What could have happened in the home care industry didn’t. In 2012, based on interviews with the best and the brightest in and around the home care industry, an idea was born and documented. It was radical – the idea of a network for sharing relevant information across organizational boundaries about a home care recipient with stakeholders, family, health providers. In this vision, the care recipient was at the center of this information sharing across the stages and steps of living independently, senior housing, rehab, hospital, and home. Instead of this vision outlined in The Future of Home Care Technology 2012, we have today’s franchised and fragmented home care industry – regionally focused, achieving the most minimal advances in technology deployment.

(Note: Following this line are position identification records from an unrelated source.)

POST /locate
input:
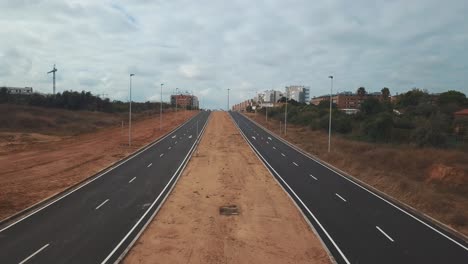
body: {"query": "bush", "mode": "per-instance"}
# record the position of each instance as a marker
(378, 128)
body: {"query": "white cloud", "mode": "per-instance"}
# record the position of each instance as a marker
(209, 46)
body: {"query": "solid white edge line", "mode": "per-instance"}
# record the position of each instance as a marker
(257, 153)
(177, 173)
(355, 182)
(385, 234)
(103, 203)
(339, 196)
(33, 254)
(83, 184)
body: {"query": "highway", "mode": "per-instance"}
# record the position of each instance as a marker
(356, 224)
(98, 220)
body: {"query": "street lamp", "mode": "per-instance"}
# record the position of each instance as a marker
(130, 114)
(228, 99)
(177, 90)
(160, 110)
(286, 111)
(329, 120)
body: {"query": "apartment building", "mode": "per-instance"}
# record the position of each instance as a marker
(298, 93)
(346, 100)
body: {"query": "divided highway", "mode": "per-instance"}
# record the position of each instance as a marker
(356, 224)
(97, 221)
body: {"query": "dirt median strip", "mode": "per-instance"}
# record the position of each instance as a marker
(259, 223)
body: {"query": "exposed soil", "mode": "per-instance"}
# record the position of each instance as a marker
(36, 166)
(191, 227)
(434, 181)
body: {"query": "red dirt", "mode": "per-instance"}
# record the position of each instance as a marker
(36, 166)
(190, 229)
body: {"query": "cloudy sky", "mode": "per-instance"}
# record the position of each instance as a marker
(208, 46)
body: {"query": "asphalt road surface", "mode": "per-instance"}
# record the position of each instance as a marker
(96, 222)
(356, 224)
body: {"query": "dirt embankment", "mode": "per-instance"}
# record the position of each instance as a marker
(434, 181)
(190, 229)
(36, 166)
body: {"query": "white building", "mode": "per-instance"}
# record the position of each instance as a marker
(298, 93)
(18, 90)
(272, 96)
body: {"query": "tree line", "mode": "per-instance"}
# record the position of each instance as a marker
(416, 117)
(72, 100)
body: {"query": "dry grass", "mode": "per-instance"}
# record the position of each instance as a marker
(434, 181)
(59, 122)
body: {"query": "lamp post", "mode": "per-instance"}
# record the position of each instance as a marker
(286, 112)
(160, 110)
(228, 99)
(177, 90)
(130, 114)
(329, 120)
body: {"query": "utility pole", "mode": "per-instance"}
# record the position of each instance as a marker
(329, 121)
(160, 110)
(286, 112)
(53, 71)
(130, 114)
(228, 99)
(177, 90)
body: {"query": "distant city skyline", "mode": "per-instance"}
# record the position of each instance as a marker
(210, 46)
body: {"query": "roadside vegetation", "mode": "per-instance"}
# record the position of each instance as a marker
(416, 118)
(72, 100)
(416, 154)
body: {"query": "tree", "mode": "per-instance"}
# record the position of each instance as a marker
(385, 93)
(361, 91)
(379, 128)
(4, 95)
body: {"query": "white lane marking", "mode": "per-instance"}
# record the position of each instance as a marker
(385, 234)
(114, 166)
(152, 205)
(337, 171)
(340, 197)
(33, 254)
(295, 195)
(99, 206)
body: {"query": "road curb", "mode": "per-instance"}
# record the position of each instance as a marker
(6, 222)
(382, 194)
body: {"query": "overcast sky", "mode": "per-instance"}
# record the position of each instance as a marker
(247, 46)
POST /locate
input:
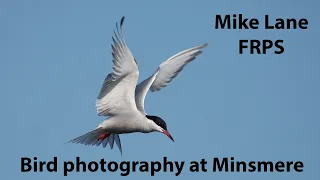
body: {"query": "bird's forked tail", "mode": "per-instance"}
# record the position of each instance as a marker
(98, 137)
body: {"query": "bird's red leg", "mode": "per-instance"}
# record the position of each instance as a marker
(103, 136)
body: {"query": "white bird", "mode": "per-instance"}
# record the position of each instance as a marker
(122, 99)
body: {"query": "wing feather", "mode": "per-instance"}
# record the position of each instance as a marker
(173, 66)
(117, 91)
(165, 73)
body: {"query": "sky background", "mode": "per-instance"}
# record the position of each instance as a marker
(54, 56)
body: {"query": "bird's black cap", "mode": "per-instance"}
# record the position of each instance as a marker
(160, 122)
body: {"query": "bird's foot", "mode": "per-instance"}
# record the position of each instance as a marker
(103, 136)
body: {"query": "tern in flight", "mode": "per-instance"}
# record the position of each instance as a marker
(122, 100)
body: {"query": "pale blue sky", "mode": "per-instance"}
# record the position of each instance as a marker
(55, 55)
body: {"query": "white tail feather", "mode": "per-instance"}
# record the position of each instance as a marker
(91, 139)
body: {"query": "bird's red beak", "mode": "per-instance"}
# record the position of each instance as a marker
(168, 134)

Honor buys Home Instead: one of the newest acquires one of the oldest. Honor, a recipient of $255 million in total investment (Series D in October, 2020), has pivoted here and there since its $20 million-fueled launch in 2015, always intent on disrupting the home care industry. For a while, many in the industry were skeptical. They viewed it as a threat – see interviewee comments in 2017’s Tech-Enabled Home Care. Honor began as a home care company, then a home care tech platform company and buyer of smaller home care companies -- bulking up prior to Friday, when it acquired the largest home care company in both the US and UK– Home Instead.

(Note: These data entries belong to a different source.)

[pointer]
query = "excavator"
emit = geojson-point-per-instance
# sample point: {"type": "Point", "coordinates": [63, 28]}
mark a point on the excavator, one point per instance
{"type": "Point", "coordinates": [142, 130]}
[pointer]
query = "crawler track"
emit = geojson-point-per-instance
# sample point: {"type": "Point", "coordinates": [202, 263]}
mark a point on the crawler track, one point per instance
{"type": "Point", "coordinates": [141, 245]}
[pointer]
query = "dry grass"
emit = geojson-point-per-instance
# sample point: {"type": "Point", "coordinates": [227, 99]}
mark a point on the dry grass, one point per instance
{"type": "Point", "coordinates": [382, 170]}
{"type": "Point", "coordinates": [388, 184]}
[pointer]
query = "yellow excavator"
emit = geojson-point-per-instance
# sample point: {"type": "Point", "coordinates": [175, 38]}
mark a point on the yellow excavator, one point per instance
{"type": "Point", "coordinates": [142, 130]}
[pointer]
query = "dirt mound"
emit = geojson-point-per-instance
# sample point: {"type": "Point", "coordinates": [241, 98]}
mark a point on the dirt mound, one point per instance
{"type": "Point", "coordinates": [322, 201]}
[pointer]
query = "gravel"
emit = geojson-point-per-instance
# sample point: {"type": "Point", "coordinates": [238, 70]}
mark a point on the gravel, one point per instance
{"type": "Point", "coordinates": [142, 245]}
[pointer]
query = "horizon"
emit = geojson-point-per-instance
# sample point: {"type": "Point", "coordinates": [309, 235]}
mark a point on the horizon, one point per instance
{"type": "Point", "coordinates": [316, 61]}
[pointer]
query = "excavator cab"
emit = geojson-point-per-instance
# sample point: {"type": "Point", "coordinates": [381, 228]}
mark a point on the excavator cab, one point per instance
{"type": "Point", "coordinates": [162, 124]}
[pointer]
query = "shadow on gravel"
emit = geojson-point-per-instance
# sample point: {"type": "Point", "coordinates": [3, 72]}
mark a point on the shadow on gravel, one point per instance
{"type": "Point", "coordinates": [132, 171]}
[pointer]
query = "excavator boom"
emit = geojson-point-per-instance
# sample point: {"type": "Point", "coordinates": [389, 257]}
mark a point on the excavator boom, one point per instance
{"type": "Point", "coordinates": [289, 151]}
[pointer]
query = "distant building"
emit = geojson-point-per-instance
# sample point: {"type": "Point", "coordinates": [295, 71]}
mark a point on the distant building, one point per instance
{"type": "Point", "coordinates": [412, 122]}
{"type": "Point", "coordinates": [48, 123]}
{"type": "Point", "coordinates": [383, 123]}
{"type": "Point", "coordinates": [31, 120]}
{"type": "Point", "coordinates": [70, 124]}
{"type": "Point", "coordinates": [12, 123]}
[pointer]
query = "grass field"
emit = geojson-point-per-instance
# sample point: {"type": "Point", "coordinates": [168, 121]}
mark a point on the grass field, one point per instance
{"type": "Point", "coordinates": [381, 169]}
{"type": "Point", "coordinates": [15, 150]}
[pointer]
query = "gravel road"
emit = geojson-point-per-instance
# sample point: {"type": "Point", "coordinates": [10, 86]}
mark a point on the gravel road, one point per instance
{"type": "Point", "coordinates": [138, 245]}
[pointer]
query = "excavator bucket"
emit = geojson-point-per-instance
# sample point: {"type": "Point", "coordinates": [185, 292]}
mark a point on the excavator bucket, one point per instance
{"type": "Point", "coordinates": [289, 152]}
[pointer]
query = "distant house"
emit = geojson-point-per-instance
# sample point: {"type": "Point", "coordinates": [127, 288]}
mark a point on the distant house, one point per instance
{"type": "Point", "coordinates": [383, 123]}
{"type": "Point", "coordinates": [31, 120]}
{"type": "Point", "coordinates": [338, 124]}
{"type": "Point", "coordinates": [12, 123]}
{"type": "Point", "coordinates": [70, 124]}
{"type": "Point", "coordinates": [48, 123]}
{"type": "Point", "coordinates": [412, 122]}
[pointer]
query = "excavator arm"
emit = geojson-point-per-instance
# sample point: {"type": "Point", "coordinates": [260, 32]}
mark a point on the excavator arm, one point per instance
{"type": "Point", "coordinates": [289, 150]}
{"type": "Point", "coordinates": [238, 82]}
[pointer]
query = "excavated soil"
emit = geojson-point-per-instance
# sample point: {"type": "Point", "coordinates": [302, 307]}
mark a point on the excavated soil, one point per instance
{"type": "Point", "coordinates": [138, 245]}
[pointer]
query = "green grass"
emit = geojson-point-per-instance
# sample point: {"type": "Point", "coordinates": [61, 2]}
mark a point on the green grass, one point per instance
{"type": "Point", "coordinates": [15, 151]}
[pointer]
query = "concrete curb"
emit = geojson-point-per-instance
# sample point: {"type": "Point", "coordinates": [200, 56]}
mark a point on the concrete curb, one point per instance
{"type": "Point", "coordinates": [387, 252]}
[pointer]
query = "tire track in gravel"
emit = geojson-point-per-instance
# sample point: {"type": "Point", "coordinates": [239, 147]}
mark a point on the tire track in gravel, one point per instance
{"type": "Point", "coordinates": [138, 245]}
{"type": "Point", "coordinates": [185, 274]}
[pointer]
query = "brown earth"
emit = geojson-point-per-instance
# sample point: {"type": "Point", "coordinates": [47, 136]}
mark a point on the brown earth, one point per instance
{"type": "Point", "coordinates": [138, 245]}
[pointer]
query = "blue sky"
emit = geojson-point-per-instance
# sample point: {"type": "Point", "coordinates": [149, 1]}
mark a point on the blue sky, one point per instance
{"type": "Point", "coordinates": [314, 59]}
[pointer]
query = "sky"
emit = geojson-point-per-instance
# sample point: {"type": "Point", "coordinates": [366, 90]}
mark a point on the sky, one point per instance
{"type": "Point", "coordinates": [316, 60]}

SAN FRANCISCO and OMAHA, Neb., Aug. 6, 2021 /PRNewswire/ -- Honor and Home Instead announced today that Honor Technology, Inc. has acquired Home Instead, Inc., effective Aug. 6. The acquisition brings together the largest, highest-touch home care network and the leading home care technology and operations platform to transform the professional caregiver and client experience and revolutionize care for older adults.
The home care market is (still) a booming business opportunity. Home care of various types now augments and even enhances services that not long ago may have been provided by senior housing. Pre-pandemic forecasts indicate 34% annual job growth from 2019-2029, much faster than average, and demand has no doubt been exacerbated during 2020. Home care workers are also among the lowest paying and least trained occupations. Frail patients, according to insiders, are increasingly being discharged from hospitals directly to home, bypassing rehab nursing homes. At home, these individuals likely still require assistance with activities of dressing, bathing, medication management, food preparation and household tasks. And many already at home and in assisted living need the same care.